An interesting finding of this study was that the mortality rate of female changed faster than that of male in different age groups, with the highest increase in female aged > 85 years. Studies had shown that the longer life expectancy of female may explain the higher proportion of PD among female aged > 85 years [16].In addition, in postmenopausal female, the diminished protective effect of estrogen increases the risk of PD [44]. Compared with male, female tend to have faster disease progression and are less likely to receive less informal care support [4546]. Our study also found the changing trend of mortality in rural was faster than that in urban among different age groups, with the highest increase in mortality in rural aged 80–84 years. This may be because elderly with PD often suffer from multiple diseases. And compared with urban, medical care was weaker and the accessibility to medical services was inadequate in rural [47]. In addition, due to the lack of professional psychiatrists, the elderly people need to travel long distances to obtain treatment. It is recommended that healthcare professionals focus on screening female aged >85 years to control risk factors by making appropriate lifestyle adjustments. The government should increase policy and resource support for rural PD, strengthen the understanding of primary medical staff on the clinical manifestations, prevention, treatment and rehabilitation of PD to improve the level of clinical diagnosis. Increasing residents’ awareness of PD and effective therapeutic drugs, high-risk groups should be monitored regularly. And exercise should be encouraged as it is important to prevent the delay and onset of PD.

Limitations

The current study had certain limitations that might have affected the accuracy of our results.
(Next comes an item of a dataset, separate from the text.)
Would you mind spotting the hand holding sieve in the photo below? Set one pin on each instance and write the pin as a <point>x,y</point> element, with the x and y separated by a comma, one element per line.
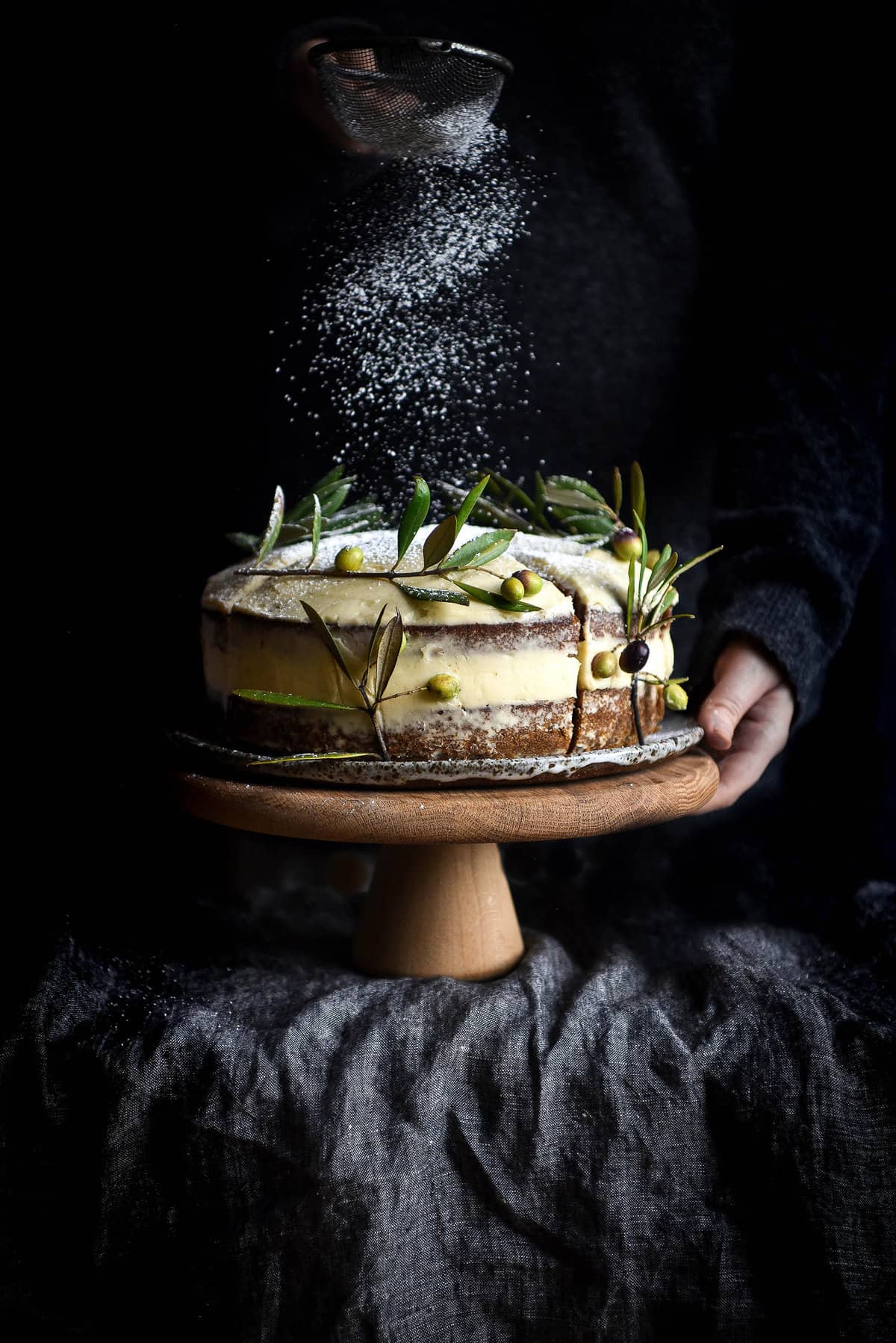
<point>410,97</point>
First, the connection-point regression model can only describe the changing trend of PD mortality, but cannot explain the factors affecting PD mortality. Further research is necessary to elucidate the causes of these different trends. Second, our study did not examine the association between influencing factors and PD. This is the next step for our team to work towards.

Conclusion

In conclusion, we found that the mortality and standardized mortality rates for PD in China rose between 2004 and 2021, with higher PD mortality rates in male than in female and in urban areas than in rural areas. Additionally, older people were found to be more susceptible to death from PD, primarily at > 85 age group. Therefore, more attention should be paid to male, urban residents, and aged > 85 years to understand the risk factors of PD and improve quality of life in people with PD.